8-5「エルフ」

「ちょ、ちょっと、リーン! 脚、大丈夫なのっ!? 」


 3頭のゴブリンたちが動かなくなってもまだ脚を鍋(なべ)の上に乗せたままだったリーンに、ティアが心配そうに駆け寄った。

 ゴブリンが焼け死ぬほどに熱した鍋(なべ)を脚で押さえつけていたのだから、リーンも怪我をしたのではないかと心配だったのだろう。


「平気。私、合成人間だから頑丈だし、熱が自分に伝わらない様に魔力を使ったから」


 リーンはいつもの様に淡々とした口調でそう答えながら、ようやく鍋(なべ)の上から脚をどかした。


「私より、バーンは? 」

「えっと、きっと大丈夫よ。毒消しの薬が効いているみたいだから」


 それからリーンは真っ先にバーンのことを確認し、ティアがそう答えると、少し安心した様な顔をした。

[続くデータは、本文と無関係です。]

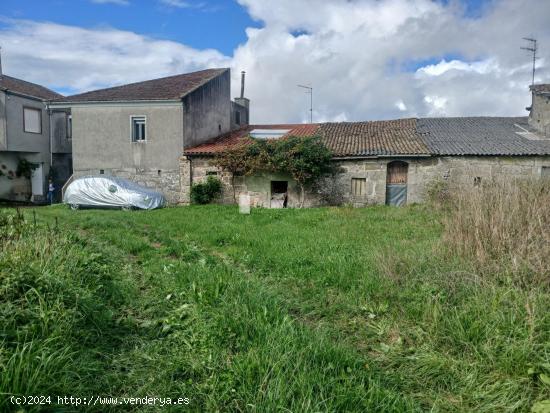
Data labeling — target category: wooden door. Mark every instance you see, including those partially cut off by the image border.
[386,161,409,184]
[386,161,409,206]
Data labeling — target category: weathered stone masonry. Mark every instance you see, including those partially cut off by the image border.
[180,156,550,207]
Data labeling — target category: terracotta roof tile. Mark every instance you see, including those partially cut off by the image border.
[55,69,229,102]
[0,75,63,100]
[184,124,319,155]
[320,119,429,157]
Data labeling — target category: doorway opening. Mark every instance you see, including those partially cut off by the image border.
[386,161,409,206]
[270,181,288,208]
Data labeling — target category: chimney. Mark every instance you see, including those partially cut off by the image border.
[241,70,246,99]
[235,70,250,125]
[528,84,550,135]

 それから、すっかり焼け焦げて使い物にならなくなってしまった鍋(なべ)を見下ろして、申し訳なさそうな顔をする。


「ごめん。お鍋(なべ)、ダメにした」

「あっ、アンタねぇっ! 」


 そんなリーンに、ティアは大声で叫ぶ。


「お鍋(なべ)なんてどーでもいいのよ! もっと、自分のことを大切にしなさいよ! 」


 しかし、リーンはティアの言葉に軽く首をかしげるだけだった。


 リーンとしては、「できる」と思ってやっていたことなので、ティアがどうしてこんな風に怒っているのかを理解できないのだろう。

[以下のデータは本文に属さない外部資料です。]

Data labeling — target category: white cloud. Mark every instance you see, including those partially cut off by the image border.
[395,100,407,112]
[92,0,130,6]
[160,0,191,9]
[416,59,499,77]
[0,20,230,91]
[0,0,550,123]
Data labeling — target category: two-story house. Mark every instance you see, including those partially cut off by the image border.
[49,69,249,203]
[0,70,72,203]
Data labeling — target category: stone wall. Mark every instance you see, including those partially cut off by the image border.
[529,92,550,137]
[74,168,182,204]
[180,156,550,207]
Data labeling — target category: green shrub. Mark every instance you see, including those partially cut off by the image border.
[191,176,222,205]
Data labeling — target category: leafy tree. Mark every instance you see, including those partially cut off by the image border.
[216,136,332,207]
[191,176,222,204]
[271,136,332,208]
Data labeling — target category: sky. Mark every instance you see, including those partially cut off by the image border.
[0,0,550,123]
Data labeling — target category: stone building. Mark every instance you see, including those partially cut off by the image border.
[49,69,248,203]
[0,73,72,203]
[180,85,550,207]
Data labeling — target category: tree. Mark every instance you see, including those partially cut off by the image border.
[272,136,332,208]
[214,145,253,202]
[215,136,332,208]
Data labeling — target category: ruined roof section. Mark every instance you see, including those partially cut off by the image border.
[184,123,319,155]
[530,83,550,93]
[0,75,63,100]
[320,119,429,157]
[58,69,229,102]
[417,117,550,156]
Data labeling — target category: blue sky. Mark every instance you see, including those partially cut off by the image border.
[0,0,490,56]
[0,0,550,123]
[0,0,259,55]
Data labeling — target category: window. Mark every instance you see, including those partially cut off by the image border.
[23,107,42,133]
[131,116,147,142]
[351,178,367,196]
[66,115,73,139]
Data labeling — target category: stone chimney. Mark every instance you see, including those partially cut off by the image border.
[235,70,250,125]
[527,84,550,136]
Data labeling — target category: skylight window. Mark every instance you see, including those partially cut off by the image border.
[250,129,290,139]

 そんなリーンの様子を見て、ティアはもどかしそうにリーンのことを睨みつけ、うぬぬぬぬ、と、どう言ったら伝わるのかが分からずに悔しそうな唸り声を漏(も)らす。


「ティア、リーン。それくらいにしておけ。まだ終わっていないんだ」


 そんな2人に、まだ刀をかまえたままのラーミナが注意する。


 そう、まだ終わっていないのだ。

 一行を襲って来たゴブリンたちは退治することができたが、戦っている最中に飛んできて、ゴブリンの1頭を仕留めた矢を放った誰かが残っている。


 位置関係から言っても一行の誰かが矢を放ったのではないと分かるが、そもそも、一行は誰も弓を使っていない。

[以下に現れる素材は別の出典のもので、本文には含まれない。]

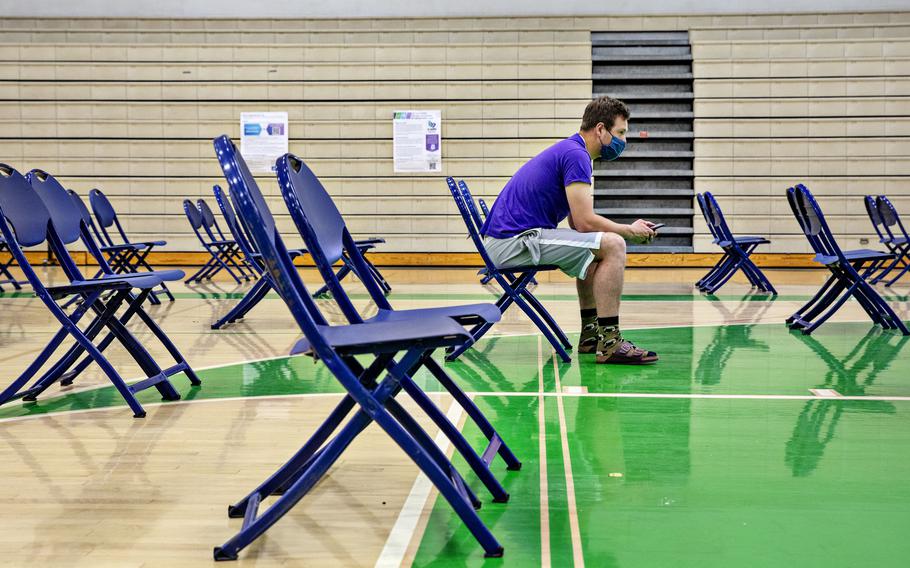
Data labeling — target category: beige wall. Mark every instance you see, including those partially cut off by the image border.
[0,12,910,252]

 必然的に、この場には一行以外の第3者がいるということになる。


 その第3者が放った矢のおかげで、一行は助けられた。

 しかし、その第3者が、一行にとって味方かどうかはまだ分からない。

 ゴブリンたちだけではなく、一行のことも敵として攻撃してきてもおかしくはないし、矢はゴブリンに命中したものの、本当は一行の誰かを狙って放たれたものであったのかもしれない。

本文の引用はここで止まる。